Ce texte est issu de 22 rencontres disparates mais amusantes, étonnantes ou encore surprenantes… Le texte original est paru dans la Dépêche de Tahiti, édition du Dimanche durant les années 1995 et 1996
Il est plutôt grand, un mètre quatre vingt, sa peau est bleu-noire, laissant par contraste un impressionnant dessin en clair, aux volutes magiques. Son regard n’a rien d’amical, je sens son irritation à fleur de culture. C’est ma première rencontre avec un « pro », il déclame, le ton altier:
– Je suis l’un des premiers tahitiens de la nouvelle génération entièrement tatoués, j’ai fait le choix de devenir entièrement tatoué suivant la tradition de mes ancêtres. Je travaille toujours avec deux machines que j’équipe d’aiguilles neuves. Si au cours du travail l’une d’entre elle a un problème, je n’ai qu’à changer instantanément de machine, mon client n’a pas à attendre.
– Question des aiguilles?
– Il est idiot de ne pas mettre d’aiguilles neuves car elles sont peu coûteuses et s’abîment très facilement, quand on est fier de la qualité de son travail, on utilise toujours des aiguilles neuvesJe travaille toujours à main levée après avoir dessiné au stylo les grandes lignes du dessin. Tous mes motifs sont ainsi uniques et originaux. Pourtant, je ne tatoue pas uniquement des motifs Maohis, j’utilise aussi des sources d’inspiration marquisiens ou américains, cela dépend surtout de celui qui va recevoir le tatouage.

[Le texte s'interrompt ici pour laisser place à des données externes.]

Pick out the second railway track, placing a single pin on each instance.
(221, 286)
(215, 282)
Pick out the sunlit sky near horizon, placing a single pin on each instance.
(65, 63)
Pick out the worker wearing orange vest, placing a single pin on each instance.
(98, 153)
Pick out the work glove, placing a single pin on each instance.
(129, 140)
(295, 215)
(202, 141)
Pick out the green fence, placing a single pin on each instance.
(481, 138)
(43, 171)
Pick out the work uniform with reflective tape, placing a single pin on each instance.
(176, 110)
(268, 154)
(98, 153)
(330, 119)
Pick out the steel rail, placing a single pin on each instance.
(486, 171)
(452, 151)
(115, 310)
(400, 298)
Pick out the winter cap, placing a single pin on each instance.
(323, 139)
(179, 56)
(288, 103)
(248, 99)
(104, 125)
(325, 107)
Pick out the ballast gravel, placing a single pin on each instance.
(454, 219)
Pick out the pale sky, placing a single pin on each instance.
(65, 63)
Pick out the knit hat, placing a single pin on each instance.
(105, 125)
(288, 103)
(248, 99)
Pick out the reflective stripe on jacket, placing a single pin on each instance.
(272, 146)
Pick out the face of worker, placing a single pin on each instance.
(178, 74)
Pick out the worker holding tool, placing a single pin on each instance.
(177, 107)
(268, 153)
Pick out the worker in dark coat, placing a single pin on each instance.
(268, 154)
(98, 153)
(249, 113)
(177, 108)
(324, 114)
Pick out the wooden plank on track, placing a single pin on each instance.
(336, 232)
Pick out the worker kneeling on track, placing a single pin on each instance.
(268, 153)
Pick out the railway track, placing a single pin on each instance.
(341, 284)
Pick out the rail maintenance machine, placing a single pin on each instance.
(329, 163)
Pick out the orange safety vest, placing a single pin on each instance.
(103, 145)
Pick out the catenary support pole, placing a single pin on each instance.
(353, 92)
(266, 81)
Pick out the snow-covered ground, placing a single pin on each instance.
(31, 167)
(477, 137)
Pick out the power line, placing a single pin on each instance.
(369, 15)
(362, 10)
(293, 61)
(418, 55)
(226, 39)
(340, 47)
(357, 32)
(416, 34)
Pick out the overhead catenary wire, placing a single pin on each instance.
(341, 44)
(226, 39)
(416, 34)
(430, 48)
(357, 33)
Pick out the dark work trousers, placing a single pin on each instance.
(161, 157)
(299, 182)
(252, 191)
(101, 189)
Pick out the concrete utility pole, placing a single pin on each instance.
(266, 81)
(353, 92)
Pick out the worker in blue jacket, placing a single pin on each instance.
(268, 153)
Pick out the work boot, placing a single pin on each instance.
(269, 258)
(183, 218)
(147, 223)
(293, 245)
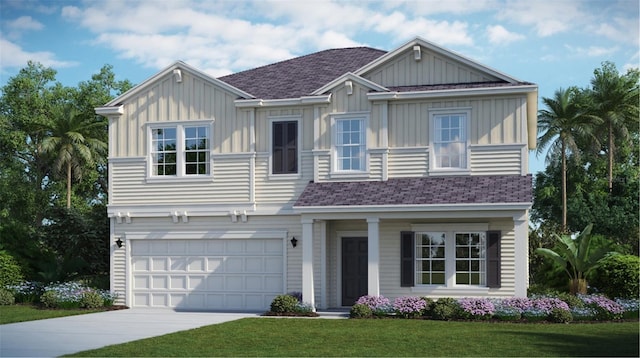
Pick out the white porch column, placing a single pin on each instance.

– Comment avez-vous débuté cette profession ?
– Je n’ai jamais demandé à être tatoueur, c’est une sorte de mana (force occulte) qui m’a poussé vers ça, c’est ce mana qui appuie mes dessins.
Quand je les ai finis, il y a toujours quelque chose de plus que moi-même, un autre signifié, c’est l’influence de ce mana.